Comparing Dates Across Multiple Variables - r

I'm attempting to figure out the amount of days in between games and if that has an impact on wins/losses, this is the information I'm starting with:
schedule:
Home
Away
Home_Final
Away_Final
Date
DAL
OAK
30
35
9/1/2015
KC
PHI
21
28
9/2/2015
This is the result I'd like to get:
Home
Away
Home_Final
Away_Final
Date
Home_Rest
Away_Rest
Adv
Adv_Days
Adv_Won
DAL
OAK
30
35
9/1/2015
null
null
null
null
null
KC
PHI
21
28
9/2/2015
null
null
null
null
null
DAL
PHI
28
7
9/9/2015
8
7
1
1
1
OAK
KC
14
21
9/9/2015
8
7
1
1
0
'Home_Rest' = The home teams amount of days between their games
'Away Rest' = The away teams amount of days between their games
'Adv' = True/False that there was an advantage on one side
'Adv_Days' = The amount of advantage in days
'Adv_Won' = The side with the advantage won
Here is what I've tried, I was able to get it to count how many days were between games for one team, but when I bring all the other ones in I can't wrap my head around how to do that.
library(tidyverse)
library(lubridate)
team_post <- schedule %>% filter(home == 'PHI' | visitor == 'PHI')
day_dif = interval(lag(ymd(team_post$date)), ymd(team_post$date))
team_post <- team_post %>% mutate(days_off = time_length(day_dif, "days"))

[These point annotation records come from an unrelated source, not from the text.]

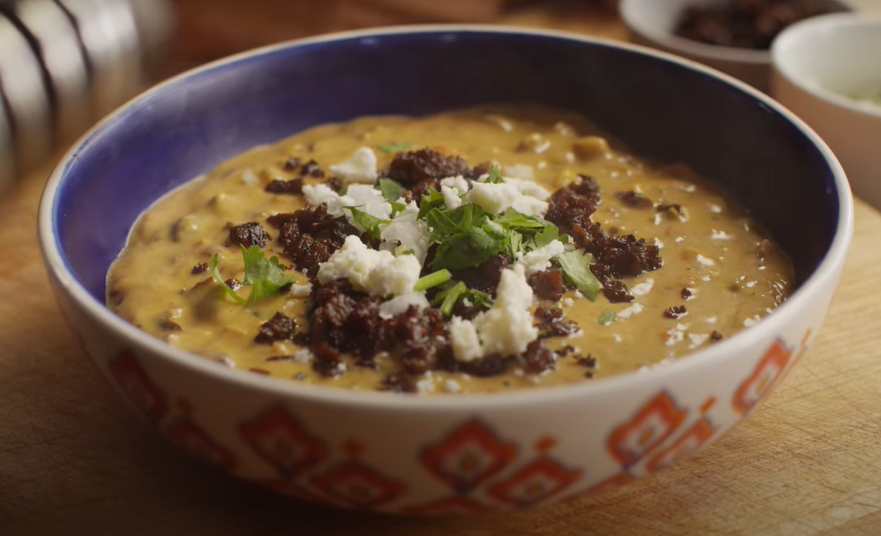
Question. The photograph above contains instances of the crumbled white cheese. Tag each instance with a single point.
(304, 355)
(506, 328)
(354, 261)
(451, 197)
(697, 339)
(301, 291)
(464, 339)
(425, 386)
(634, 309)
(674, 336)
(399, 304)
(458, 182)
(527, 187)
(408, 231)
(643, 288)
(452, 386)
(322, 194)
(519, 171)
(539, 259)
(494, 198)
(750, 322)
(530, 206)
(720, 235)
(395, 276)
(379, 273)
(705, 261)
(367, 199)
(360, 167)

You can extend this to all teams using a grouped mutate. See docs for group_by() here.
Something like
schedule %>%
group_by(vars_to_group_by) %>%
mutate(new_var = expr_to_calculate_new_var)
In future, it would be helpful if you included code to recreate a minimal dataset for your example.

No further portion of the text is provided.